Once you know how the setup changes, the next job is avoiding the mistakes that cause most of the trouble in the first place.
The mistakes I see most often
The biggest errors are rarely technical. They are usually rushed, careless, or based on old advice that no longer fits modern cars. The ones I watch for most are easy to avoid:
- Connecting the black clamp to the flat battery’s negative terminal instead of to an earth point.
- Letting the red and black clamps touch while one or both are live.
- Forgetting that red is positive and black is negative.
- Trying to jump a damaged battery, especially one that is cracked, leaking, swollen, or frozen.
- Cranking too long instead of pausing and checking whether the problem is more serious than a flat battery.
- Assuming every car uses the same jump point, which is a bad assumption on newer UK models with stop-start systems.
The spark risk is the reason the last clamp belongs away from the battery, but the electrical risk is wider than that.
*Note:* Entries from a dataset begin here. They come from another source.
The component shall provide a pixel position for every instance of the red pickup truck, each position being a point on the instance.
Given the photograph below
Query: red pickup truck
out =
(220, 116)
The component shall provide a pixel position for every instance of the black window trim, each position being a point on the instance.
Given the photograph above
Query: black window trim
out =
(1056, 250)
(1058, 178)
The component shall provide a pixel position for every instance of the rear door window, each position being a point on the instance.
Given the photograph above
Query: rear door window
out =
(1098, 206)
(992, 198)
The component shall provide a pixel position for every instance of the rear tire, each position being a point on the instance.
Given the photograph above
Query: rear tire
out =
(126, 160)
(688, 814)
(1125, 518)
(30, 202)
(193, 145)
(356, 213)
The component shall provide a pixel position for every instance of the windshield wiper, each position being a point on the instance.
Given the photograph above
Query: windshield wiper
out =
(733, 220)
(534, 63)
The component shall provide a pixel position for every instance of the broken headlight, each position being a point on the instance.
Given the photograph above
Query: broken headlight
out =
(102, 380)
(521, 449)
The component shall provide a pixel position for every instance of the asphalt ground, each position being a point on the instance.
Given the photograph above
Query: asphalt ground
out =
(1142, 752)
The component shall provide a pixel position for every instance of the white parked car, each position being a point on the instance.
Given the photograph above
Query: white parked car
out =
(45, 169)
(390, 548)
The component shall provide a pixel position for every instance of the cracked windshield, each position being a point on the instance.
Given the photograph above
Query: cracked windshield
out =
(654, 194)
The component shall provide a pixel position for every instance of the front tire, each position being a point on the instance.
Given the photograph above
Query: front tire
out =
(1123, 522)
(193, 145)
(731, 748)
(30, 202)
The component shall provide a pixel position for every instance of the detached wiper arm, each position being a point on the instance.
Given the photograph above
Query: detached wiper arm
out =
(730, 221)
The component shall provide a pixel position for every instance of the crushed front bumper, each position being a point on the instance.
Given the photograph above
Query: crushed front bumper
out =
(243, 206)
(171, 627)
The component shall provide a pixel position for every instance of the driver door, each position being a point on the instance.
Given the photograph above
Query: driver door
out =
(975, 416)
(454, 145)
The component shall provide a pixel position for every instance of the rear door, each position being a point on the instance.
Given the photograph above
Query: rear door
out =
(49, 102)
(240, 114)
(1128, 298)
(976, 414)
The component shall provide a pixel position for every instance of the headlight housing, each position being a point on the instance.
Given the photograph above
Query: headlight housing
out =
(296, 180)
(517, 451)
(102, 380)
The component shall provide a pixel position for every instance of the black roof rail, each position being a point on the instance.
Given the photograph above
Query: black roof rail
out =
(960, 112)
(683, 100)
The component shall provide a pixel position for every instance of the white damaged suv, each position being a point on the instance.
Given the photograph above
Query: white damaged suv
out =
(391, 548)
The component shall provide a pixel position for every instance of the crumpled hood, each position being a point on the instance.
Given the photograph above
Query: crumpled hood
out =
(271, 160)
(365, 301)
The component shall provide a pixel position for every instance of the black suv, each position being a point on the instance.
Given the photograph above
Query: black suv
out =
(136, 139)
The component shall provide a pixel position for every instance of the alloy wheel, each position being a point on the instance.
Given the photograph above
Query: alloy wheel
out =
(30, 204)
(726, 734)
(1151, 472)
If the battery is already weak, badly sulphated, or near the end of its life, a jump may work once and then fail again the next morning. That is not a cable-order problem; it is a battery health problem.
That leads into the part people skip too quickly: removing the leads correctly and checking whether the battery actually recovered.
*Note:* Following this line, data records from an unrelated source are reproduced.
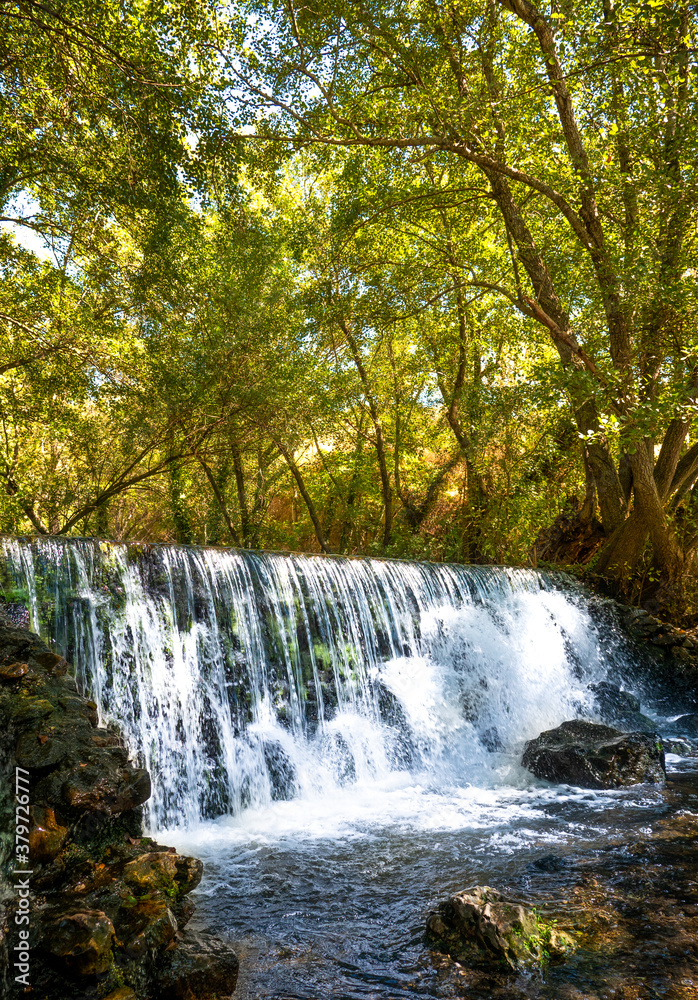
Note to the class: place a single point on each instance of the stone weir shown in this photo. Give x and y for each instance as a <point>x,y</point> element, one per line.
<point>89,907</point>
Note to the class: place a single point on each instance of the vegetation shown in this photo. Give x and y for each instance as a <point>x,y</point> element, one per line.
<point>414,279</point>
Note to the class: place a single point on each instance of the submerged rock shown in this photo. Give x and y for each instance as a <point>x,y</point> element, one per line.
<point>483,928</point>
<point>199,968</point>
<point>685,725</point>
<point>80,939</point>
<point>592,756</point>
<point>621,708</point>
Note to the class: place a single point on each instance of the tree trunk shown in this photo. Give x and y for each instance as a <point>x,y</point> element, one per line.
<point>319,534</point>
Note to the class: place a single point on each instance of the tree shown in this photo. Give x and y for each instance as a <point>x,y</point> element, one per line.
<point>582,123</point>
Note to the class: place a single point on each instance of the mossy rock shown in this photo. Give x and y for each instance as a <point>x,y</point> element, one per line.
<point>483,928</point>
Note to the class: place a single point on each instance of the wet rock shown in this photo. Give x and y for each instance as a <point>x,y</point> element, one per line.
<point>81,708</point>
<point>679,746</point>
<point>46,835</point>
<point>686,725</point>
<point>29,710</point>
<point>163,871</point>
<point>621,708</point>
<point>280,770</point>
<point>81,939</point>
<point>55,664</point>
<point>38,752</point>
<point>592,756</point>
<point>103,788</point>
<point>149,924</point>
<point>481,927</point>
<point>13,671</point>
<point>199,968</point>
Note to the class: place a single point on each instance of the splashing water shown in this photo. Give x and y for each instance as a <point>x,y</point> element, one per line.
<point>242,679</point>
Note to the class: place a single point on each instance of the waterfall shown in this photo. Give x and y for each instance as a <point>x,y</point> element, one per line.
<point>240,678</point>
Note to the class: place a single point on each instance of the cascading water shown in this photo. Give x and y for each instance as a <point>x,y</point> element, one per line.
<point>243,678</point>
<point>340,742</point>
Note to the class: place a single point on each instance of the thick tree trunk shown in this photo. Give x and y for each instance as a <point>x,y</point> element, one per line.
<point>386,488</point>
<point>295,471</point>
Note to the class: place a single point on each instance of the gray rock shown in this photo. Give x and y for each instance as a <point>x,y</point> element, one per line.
<point>483,928</point>
<point>592,756</point>
<point>199,968</point>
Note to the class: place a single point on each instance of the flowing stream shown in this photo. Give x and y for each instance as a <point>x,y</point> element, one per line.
<point>340,740</point>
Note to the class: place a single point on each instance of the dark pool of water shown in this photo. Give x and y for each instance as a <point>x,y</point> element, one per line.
<point>343,916</point>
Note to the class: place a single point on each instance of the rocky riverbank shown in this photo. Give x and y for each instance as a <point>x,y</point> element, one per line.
<point>90,906</point>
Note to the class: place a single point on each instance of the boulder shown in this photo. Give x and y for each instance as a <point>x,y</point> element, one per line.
<point>199,968</point>
<point>163,871</point>
<point>100,786</point>
<point>483,928</point>
<point>54,663</point>
<point>686,725</point>
<point>621,708</point>
<point>13,671</point>
<point>46,835</point>
<point>81,939</point>
<point>592,756</point>
<point>37,752</point>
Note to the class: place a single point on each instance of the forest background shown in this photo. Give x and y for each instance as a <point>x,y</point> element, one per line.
<point>417,279</point>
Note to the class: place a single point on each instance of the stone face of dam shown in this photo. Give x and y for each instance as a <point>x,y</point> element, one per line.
<point>243,678</point>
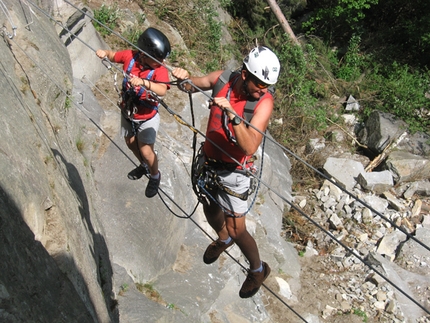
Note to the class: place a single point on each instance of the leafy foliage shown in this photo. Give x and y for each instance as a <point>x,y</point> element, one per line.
<point>108,16</point>
<point>200,27</point>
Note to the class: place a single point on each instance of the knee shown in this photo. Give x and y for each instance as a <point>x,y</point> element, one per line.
<point>129,141</point>
<point>236,233</point>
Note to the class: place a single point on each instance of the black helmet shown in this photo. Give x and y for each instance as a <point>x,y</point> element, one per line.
<point>154,43</point>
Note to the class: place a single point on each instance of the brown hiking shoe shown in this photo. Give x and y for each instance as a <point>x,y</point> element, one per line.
<point>214,250</point>
<point>253,282</point>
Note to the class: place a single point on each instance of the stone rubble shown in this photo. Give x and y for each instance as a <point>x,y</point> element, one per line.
<point>367,233</point>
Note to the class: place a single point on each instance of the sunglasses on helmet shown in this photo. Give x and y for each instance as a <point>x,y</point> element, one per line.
<point>258,83</point>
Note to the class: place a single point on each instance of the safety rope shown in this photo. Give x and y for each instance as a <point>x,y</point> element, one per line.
<point>9,18</point>
<point>350,251</point>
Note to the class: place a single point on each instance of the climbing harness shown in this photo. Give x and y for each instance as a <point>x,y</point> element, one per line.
<point>130,98</point>
<point>299,210</point>
<point>205,179</point>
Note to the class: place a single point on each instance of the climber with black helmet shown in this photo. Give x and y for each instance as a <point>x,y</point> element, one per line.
<point>225,210</point>
<point>140,119</point>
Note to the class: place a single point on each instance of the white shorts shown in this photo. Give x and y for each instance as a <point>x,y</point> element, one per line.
<point>238,183</point>
<point>146,130</point>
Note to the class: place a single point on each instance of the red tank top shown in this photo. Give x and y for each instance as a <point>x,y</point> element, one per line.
<point>216,135</point>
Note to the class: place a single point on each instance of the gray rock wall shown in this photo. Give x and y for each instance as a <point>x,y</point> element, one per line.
<point>78,237</point>
<point>55,262</point>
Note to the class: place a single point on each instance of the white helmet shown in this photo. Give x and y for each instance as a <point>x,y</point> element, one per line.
<point>263,64</point>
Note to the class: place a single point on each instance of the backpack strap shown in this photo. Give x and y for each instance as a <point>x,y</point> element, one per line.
<point>223,79</point>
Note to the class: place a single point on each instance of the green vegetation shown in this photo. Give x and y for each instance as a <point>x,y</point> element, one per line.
<point>108,16</point>
<point>200,27</point>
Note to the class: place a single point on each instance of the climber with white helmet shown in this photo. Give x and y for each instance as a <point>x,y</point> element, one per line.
<point>140,119</point>
<point>228,150</point>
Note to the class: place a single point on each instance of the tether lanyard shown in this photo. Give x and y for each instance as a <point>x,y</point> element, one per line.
<point>226,120</point>
<point>142,89</point>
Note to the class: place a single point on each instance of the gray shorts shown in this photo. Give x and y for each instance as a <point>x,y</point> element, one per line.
<point>147,131</point>
<point>238,183</point>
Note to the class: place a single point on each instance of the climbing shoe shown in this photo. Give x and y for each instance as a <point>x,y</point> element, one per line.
<point>214,250</point>
<point>152,187</point>
<point>253,281</point>
<point>138,172</point>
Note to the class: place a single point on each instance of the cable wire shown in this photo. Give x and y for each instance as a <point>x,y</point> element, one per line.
<point>350,251</point>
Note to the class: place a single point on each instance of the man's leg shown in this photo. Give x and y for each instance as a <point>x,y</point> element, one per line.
<point>236,228</point>
<point>149,156</point>
<point>133,146</point>
<point>215,217</point>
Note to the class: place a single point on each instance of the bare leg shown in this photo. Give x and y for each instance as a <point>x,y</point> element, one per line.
<point>237,230</point>
<point>132,145</point>
<point>149,156</point>
<point>216,219</point>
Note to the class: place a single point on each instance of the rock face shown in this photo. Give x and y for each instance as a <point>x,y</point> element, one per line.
<point>55,263</point>
<point>78,237</point>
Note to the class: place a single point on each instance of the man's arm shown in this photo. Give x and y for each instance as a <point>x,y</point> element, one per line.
<point>204,83</point>
<point>248,138</point>
<point>109,54</point>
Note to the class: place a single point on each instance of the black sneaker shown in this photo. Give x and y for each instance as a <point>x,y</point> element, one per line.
<point>138,172</point>
<point>214,250</point>
<point>253,282</point>
<point>152,187</point>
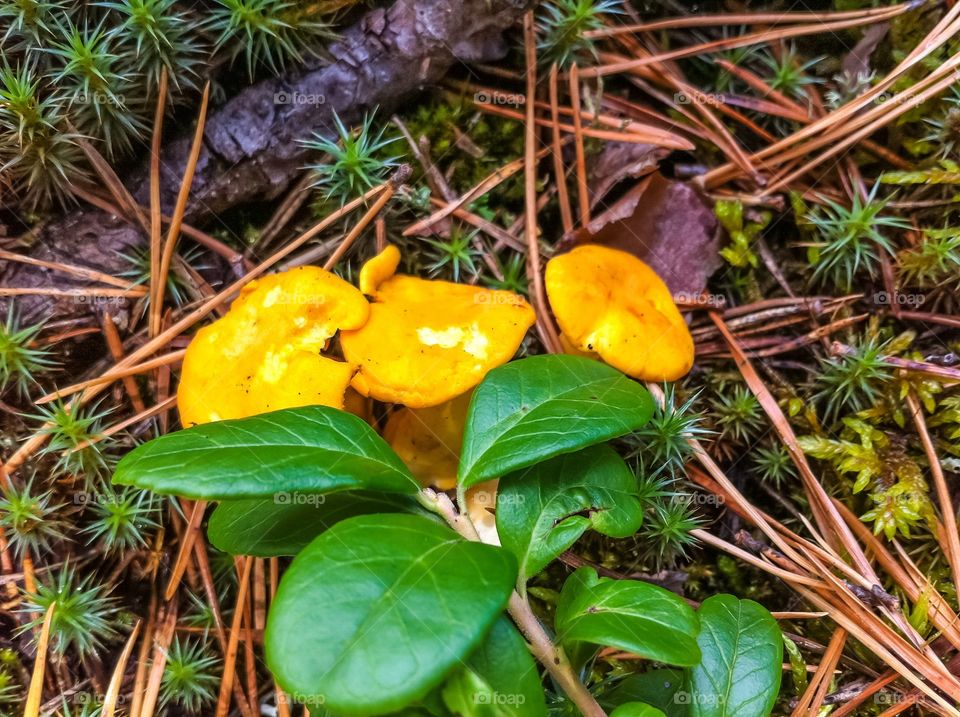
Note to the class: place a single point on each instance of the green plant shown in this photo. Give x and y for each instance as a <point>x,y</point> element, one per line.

How to disconnect and recharge properly
Once the engine is running, I disconnect the leads in the reverse order I fitted them. That means black off the earth point first, then black off the donor battery, then red off the donor battery, and finally red off the flat battery. Keep the clamps clear of belts, fans, and any moving parts while you do it.
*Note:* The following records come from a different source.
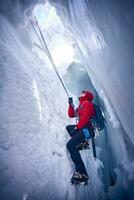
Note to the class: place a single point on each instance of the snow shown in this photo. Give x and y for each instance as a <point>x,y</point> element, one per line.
<point>35,163</point>
<point>34,160</point>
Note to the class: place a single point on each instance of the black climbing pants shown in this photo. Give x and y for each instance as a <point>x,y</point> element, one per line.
<point>77,136</point>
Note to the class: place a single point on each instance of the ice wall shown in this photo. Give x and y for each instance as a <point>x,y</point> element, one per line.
<point>103,31</point>
<point>34,163</point>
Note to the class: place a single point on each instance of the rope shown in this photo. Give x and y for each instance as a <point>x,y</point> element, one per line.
<point>46,49</point>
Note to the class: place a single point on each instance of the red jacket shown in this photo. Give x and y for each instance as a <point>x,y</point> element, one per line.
<point>85,110</point>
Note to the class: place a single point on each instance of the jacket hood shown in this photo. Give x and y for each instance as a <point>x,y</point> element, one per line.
<point>86,95</point>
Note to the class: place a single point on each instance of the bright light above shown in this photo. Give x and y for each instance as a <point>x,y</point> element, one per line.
<point>57,37</point>
<point>62,54</point>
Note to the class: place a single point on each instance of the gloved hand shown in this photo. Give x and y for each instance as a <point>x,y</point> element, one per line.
<point>70,100</point>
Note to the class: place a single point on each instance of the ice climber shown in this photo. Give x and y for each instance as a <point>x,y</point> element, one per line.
<point>80,132</point>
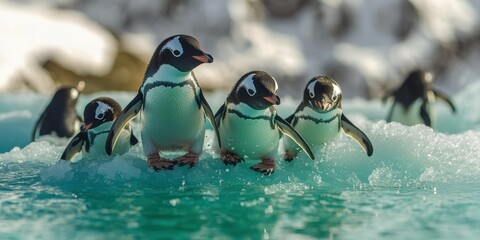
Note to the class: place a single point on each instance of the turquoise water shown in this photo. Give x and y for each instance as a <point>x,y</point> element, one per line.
<point>419,184</point>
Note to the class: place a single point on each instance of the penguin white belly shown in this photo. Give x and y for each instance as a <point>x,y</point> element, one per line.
<point>172,118</point>
<point>315,128</point>
<point>411,116</point>
<point>249,138</point>
<point>98,136</point>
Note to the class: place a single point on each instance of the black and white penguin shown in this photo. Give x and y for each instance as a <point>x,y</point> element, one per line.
<point>60,117</point>
<point>412,101</point>
<point>171,104</point>
<point>249,126</point>
<point>99,115</point>
<point>319,118</point>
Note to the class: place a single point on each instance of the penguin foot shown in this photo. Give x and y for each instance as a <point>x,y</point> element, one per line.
<point>158,163</point>
<point>267,166</point>
<point>289,156</point>
<point>188,159</point>
<point>230,158</point>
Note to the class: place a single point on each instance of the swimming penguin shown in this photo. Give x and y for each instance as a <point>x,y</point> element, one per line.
<point>249,126</point>
<point>60,116</point>
<point>171,104</point>
<point>319,118</point>
<point>412,101</point>
<point>99,115</point>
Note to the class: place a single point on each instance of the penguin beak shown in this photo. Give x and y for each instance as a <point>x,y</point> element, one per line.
<point>86,126</point>
<point>205,58</point>
<point>274,99</point>
<point>322,106</point>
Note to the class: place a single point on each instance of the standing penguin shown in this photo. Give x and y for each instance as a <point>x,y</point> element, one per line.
<point>99,115</point>
<point>319,117</point>
<point>171,104</point>
<point>60,116</point>
<point>249,126</point>
<point>412,101</point>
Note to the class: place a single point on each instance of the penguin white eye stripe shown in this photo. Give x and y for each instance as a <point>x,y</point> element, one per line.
<point>101,109</point>
<point>248,84</point>
<point>311,89</point>
<point>336,91</point>
<point>174,46</point>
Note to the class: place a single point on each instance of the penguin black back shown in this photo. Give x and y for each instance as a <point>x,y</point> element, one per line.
<point>60,116</point>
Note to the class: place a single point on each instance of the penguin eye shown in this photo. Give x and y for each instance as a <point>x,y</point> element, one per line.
<point>100,116</point>
<point>176,53</point>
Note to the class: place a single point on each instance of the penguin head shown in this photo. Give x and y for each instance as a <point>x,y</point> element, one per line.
<point>99,111</point>
<point>257,89</point>
<point>322,94</point>
<point>179,51</point>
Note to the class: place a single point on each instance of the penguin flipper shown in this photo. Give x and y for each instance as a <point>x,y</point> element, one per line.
<point>128,113</point>
<point>289,119</point>
<point>357,134</point>
<point>288,130</point>
<point>445,98</point>
<point>210,116</point>
<point>74,147</point>
<point>133,139</point>
<point>424,114</point>
<point>220,113</point>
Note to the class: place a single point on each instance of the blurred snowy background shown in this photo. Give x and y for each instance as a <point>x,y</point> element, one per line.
<point>367,46</point>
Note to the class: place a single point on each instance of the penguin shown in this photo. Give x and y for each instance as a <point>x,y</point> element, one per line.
<point>99,115</point>
<point>249,126</point>
<point>319,118</point>
<point>172,107</point>
<point>412,101</point>
<point>60,117</point>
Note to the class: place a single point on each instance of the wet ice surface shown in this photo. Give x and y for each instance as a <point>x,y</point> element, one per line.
<point>419,183</point>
After that, do not treat the battery as fully fixed. If the car needed a jump, it probably needs a proper recharge. A decent drive of around 30 minutes is a sensible minimum in normal conditions, but if the battery was deeply discharged, a charger is often better. I also pay attention to repeated jump starts: if a battery keeps needing help, it is usually time to have it tested rather than just boosted again.
One practical rule I use is this: if the car starts, then stalls again shortly afterwards, or the electrics look weak, I stop thinking about the jump leads and start thinking about the battery, alternator, or starter system instead.
That is the point where the smart answer is often not another jump, but a proper diagnosis.
When I would not try a jump start
There are a few situations where I would stop and call for help rather than forcing the issue. If the battery is visibly damaged, the terminals are heavily corroded, the car has a mixed-voltage setup, or the handbook gives special instructions for the charging system, I would not guess. The same caution applies if you are dealing with a hybrid or EV and are unsure whether you are looking at the low-voltage auxiliary battery or a different system entirely.
In the UK, roadside help is often the better option if you are stranded, the weather is poor, or you are not fully confident about the battery layout. A jump start is a useful roadside skill, but it is only useful when the battery and the vehicle are actually safe to work on. If the car has a battery issue that keeps returning, the right next step is usually a battery test, not another set of cables.
So the practical answer is simple: red to the flat battery first, then red to the donor battery, then black to the donor negative, and finish on a clean earth point away from the flat battery. If you follow that order carefully, you solve the main safety problem and give the car the best chance of starting cleanly.